Tathagatha Buddha: The Life & Times of Gautama Buddha is a 2008 Indian feature film on the life and times of the Buddha directed by Allani Sridhar and is based upon the story by Sadguru Sivananda Murty. The film was simultaneously shot in Hindi and Telugu and released in 2008 alongside the English dubbed version The Path Finder. The film was viewed by the 14th Dalai Lama.

== Plot ==
The film tells the story of Siddhartha Gautama, Prince of Kapilavastu, situated in Nepal, who lived during 6th century B.C. He was born on Vaisakha Poornima. The history of his family, the Ikshvaku dynasty, is traceable to pre-Ramayana times. Renouncing the life and responsibility of a king, Siddhartha Gautama sought a solution to human misery. Ever in the midst of the great Indian religious and spiritual traditions, he noticed what was most needed by all people: Dharma, and non-violence. He sought a direct path to salvation. He was a lone pathfinder who inspired the religions that eventually spread to China, Japan, and to the United States and Europe as late as the 20th century.

==Production==
The film was produced in two different languages: as Tadgatha Buddha in Hindi and as Gautama Buddha in Telugu. The film was also released in English as The Path Finder.

==Soundtrack==
This film all music composed by Sashi Preetam and all lyrics by D. K. Goel in Hindi.

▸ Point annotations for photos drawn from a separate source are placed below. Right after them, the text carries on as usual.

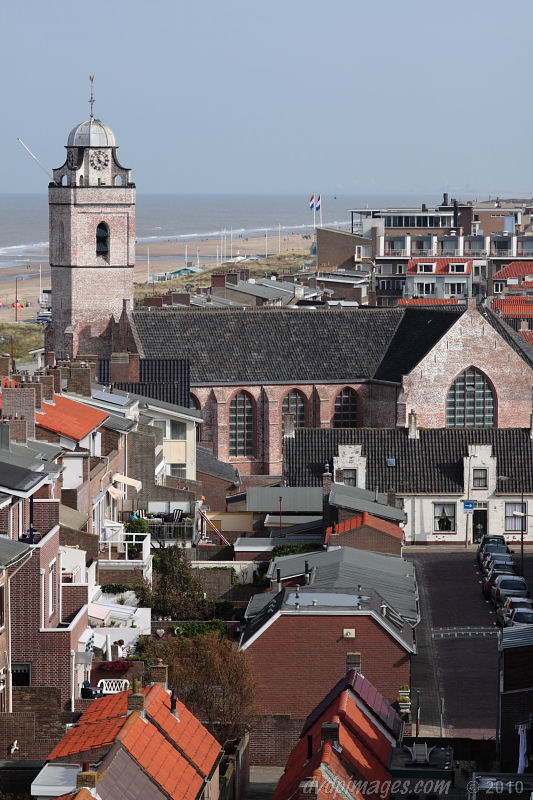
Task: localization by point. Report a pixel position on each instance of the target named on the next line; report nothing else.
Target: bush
(136, 525)
(115, 588)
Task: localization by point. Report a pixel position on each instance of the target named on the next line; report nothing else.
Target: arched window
(345, 409)
(470, 401)
(102, 239)
(293, 403)
(241, 426)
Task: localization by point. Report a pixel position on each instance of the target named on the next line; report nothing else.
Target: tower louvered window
(470, 401)
(293, 403)
(345, 409)
(102, 240)
(241, 426)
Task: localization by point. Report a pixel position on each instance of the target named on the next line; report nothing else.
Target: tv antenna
(34, 157)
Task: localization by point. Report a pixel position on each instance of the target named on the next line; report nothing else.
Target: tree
(213, 680)
(178, 593)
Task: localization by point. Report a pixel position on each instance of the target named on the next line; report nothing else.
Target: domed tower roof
(92, 133)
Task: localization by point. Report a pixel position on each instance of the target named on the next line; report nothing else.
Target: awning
(137, 485)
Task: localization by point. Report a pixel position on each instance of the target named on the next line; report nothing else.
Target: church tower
(92, 242)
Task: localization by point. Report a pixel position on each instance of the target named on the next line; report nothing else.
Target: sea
(187, 218)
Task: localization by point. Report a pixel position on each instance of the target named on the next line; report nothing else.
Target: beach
(164, 256)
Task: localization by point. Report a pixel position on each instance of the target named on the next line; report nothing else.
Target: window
(178, 430)
(353, 661)
(470, 401)
(51, 588)
(102, 239)
(21, 674)
(513, 523)
(444, 517)
(345, 409)
(350, 477)
(241, 426)
(293, 403)
(479, 479)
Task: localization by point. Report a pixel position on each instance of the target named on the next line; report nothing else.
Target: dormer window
(102, 240)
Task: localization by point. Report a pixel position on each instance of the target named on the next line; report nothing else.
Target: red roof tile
(514, 270)
(365, 518)
(441, 265)
(69, 418)
(428, 301)
(177, 755)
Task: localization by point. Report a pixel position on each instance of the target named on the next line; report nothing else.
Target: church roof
(91, 133)
(281, 346)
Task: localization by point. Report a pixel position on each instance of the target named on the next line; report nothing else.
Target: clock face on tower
(99, 159)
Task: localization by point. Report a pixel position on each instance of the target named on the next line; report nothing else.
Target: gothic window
(345, 409)
(102, 240)
(241, 426)
(470, 401)
(293, 403)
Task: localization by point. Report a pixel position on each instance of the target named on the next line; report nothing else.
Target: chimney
(173, 703)
(330, 733)
(87, 778)
(288, 426)
(413, 430)
(308, 789)
(159, 673)
(136, 701)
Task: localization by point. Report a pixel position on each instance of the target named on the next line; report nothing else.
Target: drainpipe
(73, 682)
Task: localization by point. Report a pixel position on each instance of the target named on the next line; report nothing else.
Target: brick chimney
(136, 701)
(159, 672)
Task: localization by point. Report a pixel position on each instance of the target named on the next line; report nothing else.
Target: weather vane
(91, 101)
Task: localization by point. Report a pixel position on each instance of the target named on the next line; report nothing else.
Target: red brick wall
(307, 654)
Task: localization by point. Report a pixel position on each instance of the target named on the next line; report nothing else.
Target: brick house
(143, 743)
(303, 634)
(346, 743)
(432, 472)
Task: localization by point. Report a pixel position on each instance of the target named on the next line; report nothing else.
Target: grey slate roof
(209, 464)
(345, 568)
(432, 464)
(350, 497)
(265, 499)
(11, 551)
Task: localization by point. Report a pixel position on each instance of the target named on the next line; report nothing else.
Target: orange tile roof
(441, 266)
(514, 270)
(177, 755)
(428, 301)
(365, 518)
(69, 418)
(364, 751)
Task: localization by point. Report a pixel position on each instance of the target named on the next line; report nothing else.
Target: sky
(243, 97)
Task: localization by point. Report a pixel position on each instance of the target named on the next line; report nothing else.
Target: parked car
(508, 586)
(495, 558)
(494, 538)
(508, 605)
(519, 616)
(488, 580)
(499, 549)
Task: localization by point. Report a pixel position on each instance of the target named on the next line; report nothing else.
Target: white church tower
(92, 242)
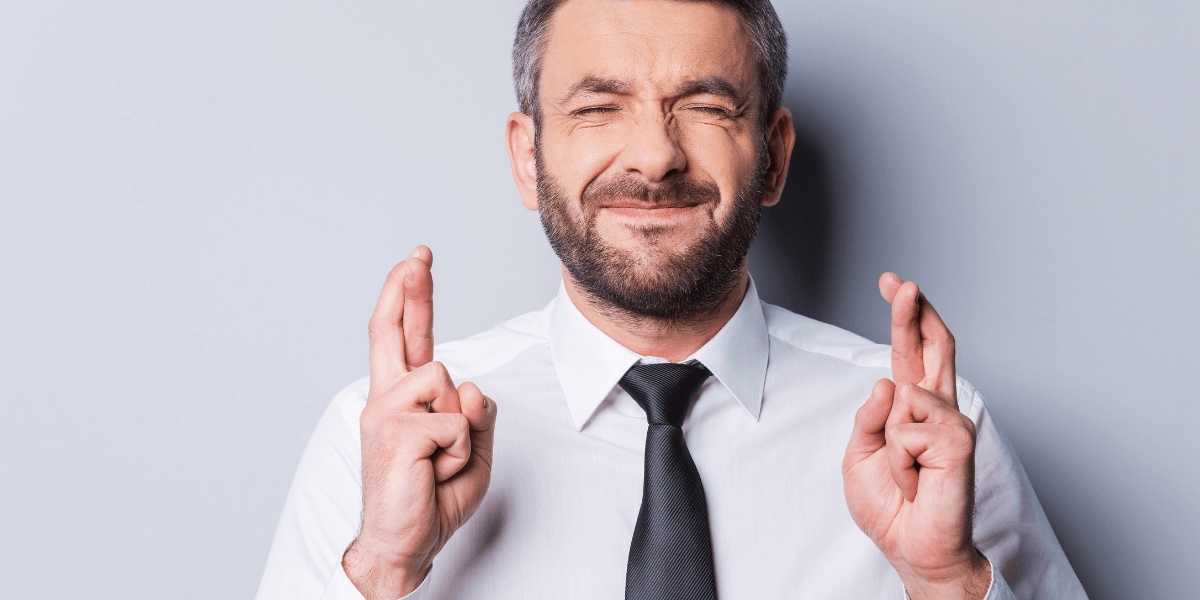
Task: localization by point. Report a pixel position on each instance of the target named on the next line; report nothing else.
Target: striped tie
(671, 556)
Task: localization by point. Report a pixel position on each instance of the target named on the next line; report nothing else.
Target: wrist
(969, 581)
(379, 577)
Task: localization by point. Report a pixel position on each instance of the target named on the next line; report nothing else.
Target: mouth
(634, 209)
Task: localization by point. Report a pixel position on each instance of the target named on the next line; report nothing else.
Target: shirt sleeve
(996, 589)
(340, 588)
(1011, 528)
(323, 511)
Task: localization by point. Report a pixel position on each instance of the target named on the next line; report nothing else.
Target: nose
(653, 150)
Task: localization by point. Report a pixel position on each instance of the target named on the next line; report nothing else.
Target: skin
(619, 95)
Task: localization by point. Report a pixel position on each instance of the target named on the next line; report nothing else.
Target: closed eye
(600, 109)
(712, 109)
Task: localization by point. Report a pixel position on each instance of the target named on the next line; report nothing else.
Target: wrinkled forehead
(653, 45)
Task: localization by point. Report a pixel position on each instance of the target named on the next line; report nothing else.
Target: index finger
(922, 345)
(387, 345)
(418, 323)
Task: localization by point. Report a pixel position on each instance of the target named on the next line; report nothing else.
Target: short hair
(759, 19)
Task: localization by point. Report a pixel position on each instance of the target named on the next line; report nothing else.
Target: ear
(780, 139)
(519, 137)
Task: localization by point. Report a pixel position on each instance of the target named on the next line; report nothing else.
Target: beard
(663, 283)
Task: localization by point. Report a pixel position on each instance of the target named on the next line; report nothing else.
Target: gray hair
(759, 18)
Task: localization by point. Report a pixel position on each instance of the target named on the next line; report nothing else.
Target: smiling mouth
(631, 204)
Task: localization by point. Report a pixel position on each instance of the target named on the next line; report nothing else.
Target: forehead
(652, 43)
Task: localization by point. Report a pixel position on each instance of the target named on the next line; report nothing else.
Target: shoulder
(816, 337)
(486, 352)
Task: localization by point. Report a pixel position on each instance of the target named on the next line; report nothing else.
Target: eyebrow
(593, 84)
(713, 85)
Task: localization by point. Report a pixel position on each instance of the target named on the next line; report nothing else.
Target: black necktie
(671, 556)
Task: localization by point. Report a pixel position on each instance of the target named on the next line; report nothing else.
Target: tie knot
(665, 390)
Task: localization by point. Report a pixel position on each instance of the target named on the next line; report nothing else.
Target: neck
(653, 337)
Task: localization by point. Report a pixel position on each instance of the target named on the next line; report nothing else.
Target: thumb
(480, 413)
(869, 423)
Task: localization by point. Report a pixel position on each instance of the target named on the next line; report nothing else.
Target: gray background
(198, 203)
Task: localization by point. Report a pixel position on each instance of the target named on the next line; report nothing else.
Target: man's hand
(426, 445)
(909, 471)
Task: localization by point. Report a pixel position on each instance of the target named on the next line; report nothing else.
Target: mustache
(673, 191)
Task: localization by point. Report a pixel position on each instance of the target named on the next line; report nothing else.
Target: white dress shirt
(767, 432)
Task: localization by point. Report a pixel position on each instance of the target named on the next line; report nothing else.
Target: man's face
(651, 156)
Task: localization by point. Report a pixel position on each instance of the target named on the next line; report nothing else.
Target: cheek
(580, 156)
(717, 154)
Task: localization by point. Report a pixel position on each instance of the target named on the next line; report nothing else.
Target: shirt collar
(589, 364)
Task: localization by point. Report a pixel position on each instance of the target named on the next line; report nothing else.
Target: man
(657, 431)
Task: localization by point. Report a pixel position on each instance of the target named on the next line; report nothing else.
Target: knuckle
(438, 370)
(961, 437)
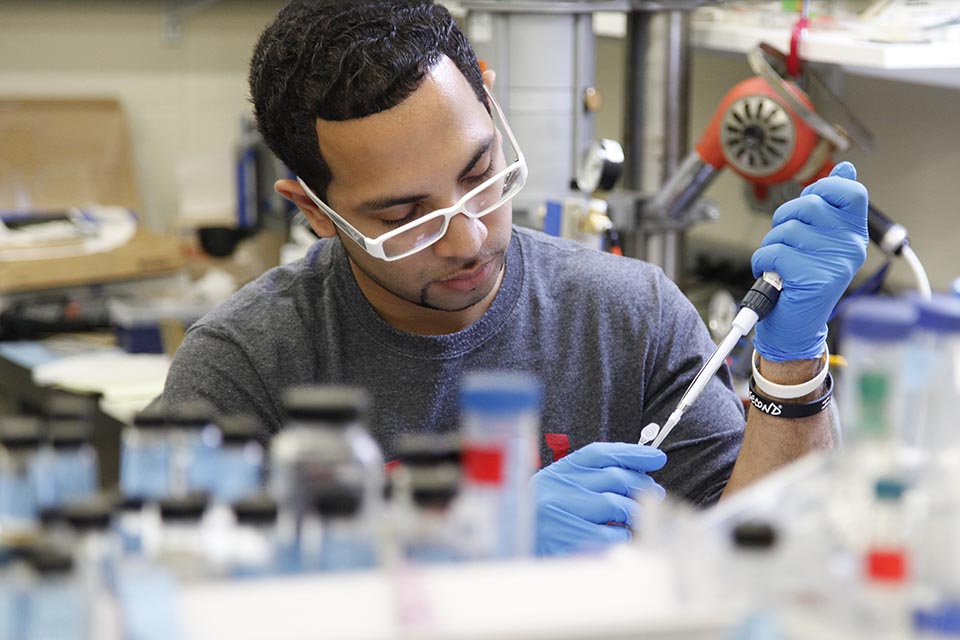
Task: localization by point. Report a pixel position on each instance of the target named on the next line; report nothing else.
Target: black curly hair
(345, 59)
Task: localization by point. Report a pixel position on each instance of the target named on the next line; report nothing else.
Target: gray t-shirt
(614, 342)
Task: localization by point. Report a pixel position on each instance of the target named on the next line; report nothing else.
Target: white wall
(183, 98)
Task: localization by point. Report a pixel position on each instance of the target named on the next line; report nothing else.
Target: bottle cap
(754, 535)
(879, 319)
(190, 508)
(61, 404)
(88, 515)
(435, 491)
(888, 488)
(426, 449)
(69, 433)
(193, 414)
(500, 392)
(941, 314)
(49, 562)
(153, 416)
(50, 516)
(256, 510)
(239, 429)
(337, 502)
(129, 503)
(18, 433)
(328, 404)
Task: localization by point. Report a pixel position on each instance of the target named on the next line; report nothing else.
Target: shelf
(935, 63)
(833, 47)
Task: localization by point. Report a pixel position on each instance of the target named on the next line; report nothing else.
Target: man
(382, 112)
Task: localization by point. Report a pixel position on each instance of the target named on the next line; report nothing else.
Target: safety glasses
(419, 234)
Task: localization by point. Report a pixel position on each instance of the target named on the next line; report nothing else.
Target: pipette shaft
(758, 302)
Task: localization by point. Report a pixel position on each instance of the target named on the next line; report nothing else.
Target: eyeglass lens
(487, 200)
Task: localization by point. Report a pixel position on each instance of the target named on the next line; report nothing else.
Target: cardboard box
(61, 153)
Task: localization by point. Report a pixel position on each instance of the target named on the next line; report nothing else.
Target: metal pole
(676, 121)
(635, 116)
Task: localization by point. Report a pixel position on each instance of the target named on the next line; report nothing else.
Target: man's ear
(292, 191)
(489, 77)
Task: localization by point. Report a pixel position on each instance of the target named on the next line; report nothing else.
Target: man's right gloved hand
(585, 501)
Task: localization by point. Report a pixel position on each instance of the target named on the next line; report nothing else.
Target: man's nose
(464, 238)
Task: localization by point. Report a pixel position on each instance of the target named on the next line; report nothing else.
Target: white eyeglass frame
(374, 246)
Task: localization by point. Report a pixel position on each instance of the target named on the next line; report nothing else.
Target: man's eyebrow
(482, 149)
(378, 204)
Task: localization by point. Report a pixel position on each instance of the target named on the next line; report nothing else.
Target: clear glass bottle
(934, 383)
(324, 444)
(57, 607)
(128, 523)
(181, 544)
(19, 450)
(347, 541)
(96, 551)
(500, 422)
(69, 464)
(885, 599)
(240, 465)
(425, 485)
(254, 539)
(145, 455)
(194, 443)
(75, 472)
(9, 593)
(871, 389)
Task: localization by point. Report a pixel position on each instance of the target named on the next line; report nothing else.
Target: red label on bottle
(484, 465)
(558, 443)
(886, 565)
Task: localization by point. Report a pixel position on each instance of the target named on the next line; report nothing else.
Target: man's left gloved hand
(818, 242)
(579, 496)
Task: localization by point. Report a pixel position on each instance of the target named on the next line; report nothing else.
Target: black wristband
(782, 409)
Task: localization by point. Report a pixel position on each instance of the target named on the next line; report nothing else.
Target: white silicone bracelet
(789, 392)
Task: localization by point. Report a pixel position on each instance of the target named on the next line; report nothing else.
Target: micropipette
(755, 306)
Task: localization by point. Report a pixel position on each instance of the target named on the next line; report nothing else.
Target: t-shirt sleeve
(702, 448)
(211, 366)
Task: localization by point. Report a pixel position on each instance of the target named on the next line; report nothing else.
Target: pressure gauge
(721, 312)
(601, 166)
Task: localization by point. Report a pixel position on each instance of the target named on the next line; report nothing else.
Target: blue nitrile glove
(817, 243)
(578, 495)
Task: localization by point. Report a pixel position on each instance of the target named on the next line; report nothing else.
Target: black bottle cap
(426, 449)
(18, 433)
(153, 416)
(337, 502)
(256, 510)
(190, 508)
(239, 429)
(50, 516)
(69, 434)
(88, 515)
(754, 535)
(129, 503)
(329, 404)
(49, 561)
(192, 414)
(61, 404)
(437, 497)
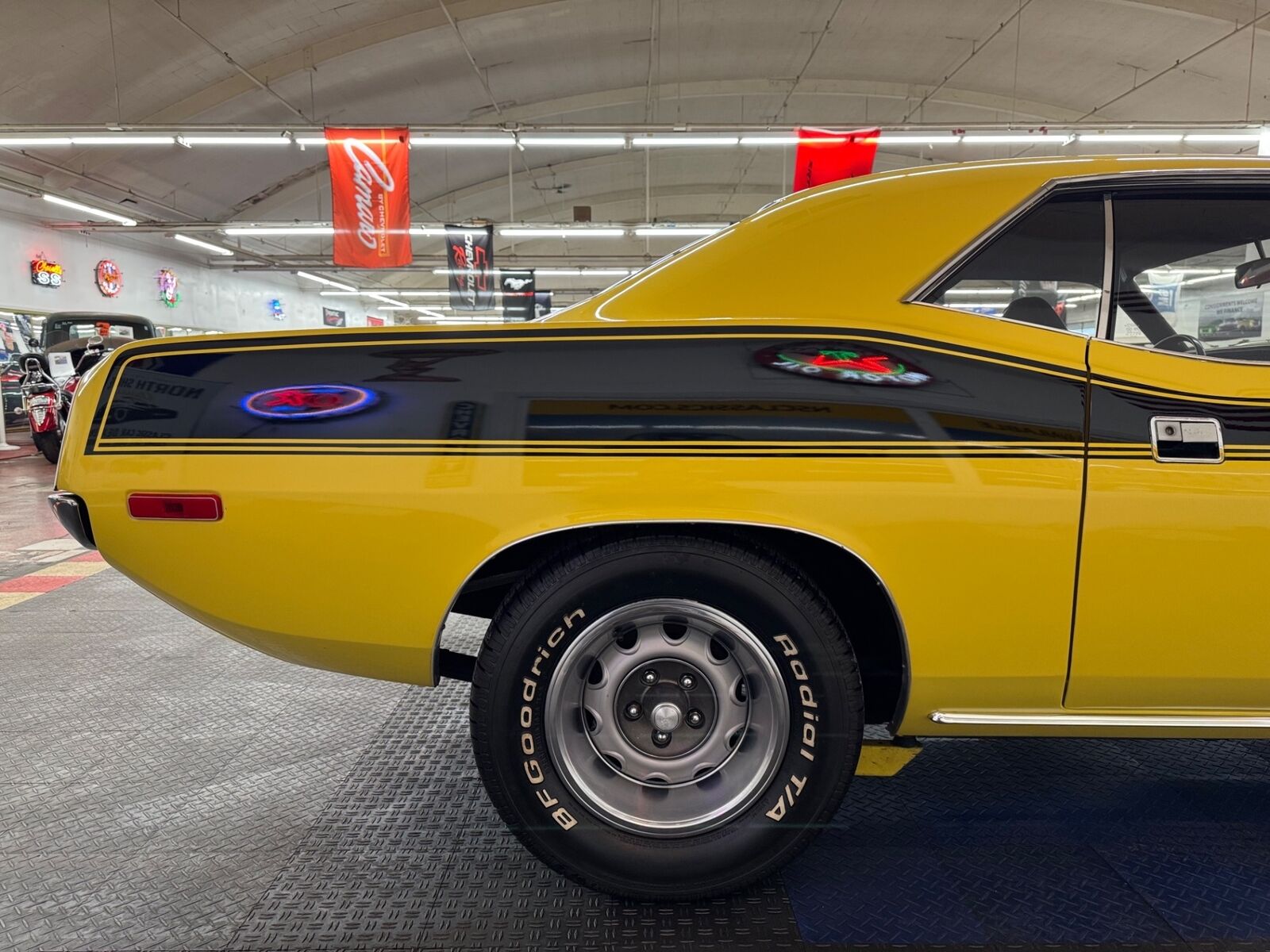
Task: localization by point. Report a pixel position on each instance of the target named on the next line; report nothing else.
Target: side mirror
(1253, 274)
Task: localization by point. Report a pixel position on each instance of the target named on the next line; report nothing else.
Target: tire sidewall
(825, 720)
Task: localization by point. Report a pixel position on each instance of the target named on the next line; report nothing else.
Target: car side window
(1187, 276)
(1045, 268)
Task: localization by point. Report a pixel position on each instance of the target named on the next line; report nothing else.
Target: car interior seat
(1034, 310)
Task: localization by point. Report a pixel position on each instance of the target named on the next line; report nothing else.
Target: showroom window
(1045, 270)
(1191, 272)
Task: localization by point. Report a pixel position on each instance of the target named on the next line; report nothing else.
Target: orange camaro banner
(370, 188)
(829, 156)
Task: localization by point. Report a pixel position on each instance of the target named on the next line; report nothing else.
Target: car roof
(868, 240)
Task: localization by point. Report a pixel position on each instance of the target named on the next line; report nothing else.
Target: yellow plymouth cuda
(963, 451)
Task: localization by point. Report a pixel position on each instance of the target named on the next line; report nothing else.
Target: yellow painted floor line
(880, 758)
(73, 569)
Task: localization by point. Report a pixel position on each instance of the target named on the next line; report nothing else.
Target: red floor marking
(37, 583)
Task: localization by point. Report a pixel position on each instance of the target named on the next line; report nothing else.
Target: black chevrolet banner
(470, 251)
(518, 289)
(541, 304)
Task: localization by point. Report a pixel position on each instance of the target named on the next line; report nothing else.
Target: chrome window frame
(1106, 183)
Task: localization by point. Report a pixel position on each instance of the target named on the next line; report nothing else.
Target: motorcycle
(48, 401)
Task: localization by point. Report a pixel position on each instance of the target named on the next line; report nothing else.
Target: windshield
(59, 330)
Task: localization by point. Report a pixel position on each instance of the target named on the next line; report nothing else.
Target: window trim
(1104, 183)
(1241, 177)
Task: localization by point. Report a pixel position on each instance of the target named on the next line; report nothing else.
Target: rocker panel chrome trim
(1077, 720)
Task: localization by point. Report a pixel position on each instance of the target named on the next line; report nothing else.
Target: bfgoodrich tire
(666, 716)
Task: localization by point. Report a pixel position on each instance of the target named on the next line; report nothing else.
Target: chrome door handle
(1187, 440)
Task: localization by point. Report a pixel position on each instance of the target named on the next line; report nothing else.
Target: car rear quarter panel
(962, 492)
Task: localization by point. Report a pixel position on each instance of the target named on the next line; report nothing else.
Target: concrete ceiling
(831, 63)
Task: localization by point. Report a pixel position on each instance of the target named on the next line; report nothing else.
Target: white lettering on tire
(806, 748)
(529, 691)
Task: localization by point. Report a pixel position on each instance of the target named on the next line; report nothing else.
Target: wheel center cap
(666, 717)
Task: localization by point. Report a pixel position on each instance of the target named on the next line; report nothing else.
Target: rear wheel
(48, 443)
(666, 715)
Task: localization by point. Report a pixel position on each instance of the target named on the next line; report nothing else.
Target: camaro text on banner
(470, 251)
(370, 187)
(829, 156)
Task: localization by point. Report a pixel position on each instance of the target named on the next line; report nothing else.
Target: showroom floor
(163, 787)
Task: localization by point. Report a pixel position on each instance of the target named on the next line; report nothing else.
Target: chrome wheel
(667, 717)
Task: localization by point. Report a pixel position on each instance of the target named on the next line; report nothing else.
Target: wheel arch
(865, 605)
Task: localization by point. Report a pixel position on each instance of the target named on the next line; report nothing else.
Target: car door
(1172, 611)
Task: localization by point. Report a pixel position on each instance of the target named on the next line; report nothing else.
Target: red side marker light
(202, 507)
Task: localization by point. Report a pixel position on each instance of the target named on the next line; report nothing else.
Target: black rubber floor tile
(1216, 892)
(355, 899)
(848, 894)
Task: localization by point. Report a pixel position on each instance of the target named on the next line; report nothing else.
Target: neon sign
(110, 278)
(46, 273)
(168, 292)
(842, 362)
(309, 403)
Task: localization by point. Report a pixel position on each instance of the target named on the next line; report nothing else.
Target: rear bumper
(71, 513)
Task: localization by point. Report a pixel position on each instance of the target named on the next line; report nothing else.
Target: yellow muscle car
(962, 451)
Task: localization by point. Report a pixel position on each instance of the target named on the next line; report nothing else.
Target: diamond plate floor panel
(163, 787)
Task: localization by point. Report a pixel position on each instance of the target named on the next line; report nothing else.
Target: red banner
(370, 190)
(829, 156)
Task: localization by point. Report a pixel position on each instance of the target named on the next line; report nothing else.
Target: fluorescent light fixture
(1130, 136)
(464, 141)
(1210, 277)
(283, 230)
(559, 272)
(685, 141)
(14, 141)
(325, 281)
(579, 141)
(1222, 136)
(237, 140)
(90, 209)
(125, 140)
(205, 245)
(563, 232)
(902, 140)
(1016, 139)
(676, 232)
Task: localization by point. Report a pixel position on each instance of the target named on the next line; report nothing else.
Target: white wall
(210, 298)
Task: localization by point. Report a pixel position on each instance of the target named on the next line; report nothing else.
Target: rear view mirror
(1253, 274)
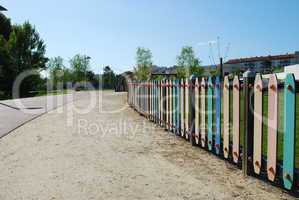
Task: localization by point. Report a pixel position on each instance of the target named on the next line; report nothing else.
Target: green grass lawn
(56, 92)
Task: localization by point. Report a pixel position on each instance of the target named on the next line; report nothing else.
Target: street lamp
(87, 58)
(2, 8)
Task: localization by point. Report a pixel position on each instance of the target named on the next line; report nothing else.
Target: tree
(143, 64)
(22, 50)
(56, 70)
(79, 66)
(267, 66)
(5, 25)
(108, 78)
(187, 63)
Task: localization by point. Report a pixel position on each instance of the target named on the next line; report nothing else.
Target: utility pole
(221, 68)
(2, 8)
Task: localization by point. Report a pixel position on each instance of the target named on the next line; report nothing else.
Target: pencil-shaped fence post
(247, 147)
(178, 96)
(170, 105)
(226, 125)
(203, 112)
(182, 96)
(187, 109)
(197, 112)
(272, 127)
(258, 124)
(289, 131)
(218, 114)
(236, 119)
(173, 106)
(192, 110)
(210, 114)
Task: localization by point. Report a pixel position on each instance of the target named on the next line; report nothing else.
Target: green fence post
(247, 147)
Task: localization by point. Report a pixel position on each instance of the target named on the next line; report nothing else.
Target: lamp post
(2, 8)
(87, 58)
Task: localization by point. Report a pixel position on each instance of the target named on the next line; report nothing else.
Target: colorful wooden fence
(208, 112)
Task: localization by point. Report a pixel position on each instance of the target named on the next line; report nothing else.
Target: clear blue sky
(110, 30)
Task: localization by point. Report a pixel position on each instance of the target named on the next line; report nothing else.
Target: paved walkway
(110, 152)
(14, 113)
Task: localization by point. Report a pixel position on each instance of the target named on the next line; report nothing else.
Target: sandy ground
(114, 154)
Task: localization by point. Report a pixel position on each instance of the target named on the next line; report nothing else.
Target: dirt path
(116, 155)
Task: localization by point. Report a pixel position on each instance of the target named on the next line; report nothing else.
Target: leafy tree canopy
(188, 63)
(143, 63)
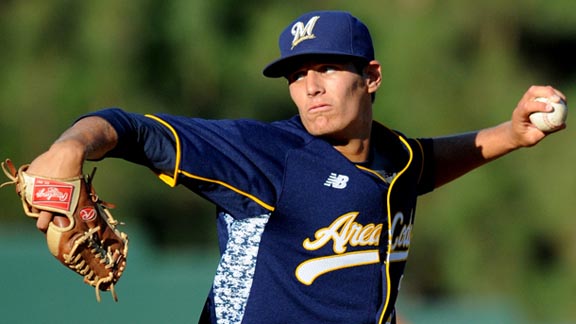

| No. | Title | Singer(s) | Length |
|---|---|---|---|
| 1. | "Raj Mahal" | Kumar Sanu | 1:13 |
| 2. | "Preet Kiya" | Sadhana Sargam | 4:34 |
| 3. | "Badhayi" | Krishna | 1:34 |
| 4. | "Chod Ke Pinjara" | Sashi Preetam | 1:42 |
| 5. | "Dharma Chakra" | Krishna | 1:19 |
| 6. | "Priya Tum" | Alka Yagnik | 2:41 |
| 7. | "Saawre" | Kavita Krishnamurthy | 3:41 |
| 8. | "Tan Pinjar" | Sashi Preetam | 2:28 |
| Total length: |  |  | 19:12 |

== See also ==
- Depictions of Gautama Buddha in film
- List of historical drama films of Asia
- Tathagatha Buddha

==Awards==
- The film producer K. Raja Sekhar won for Nandi Special Jury Award.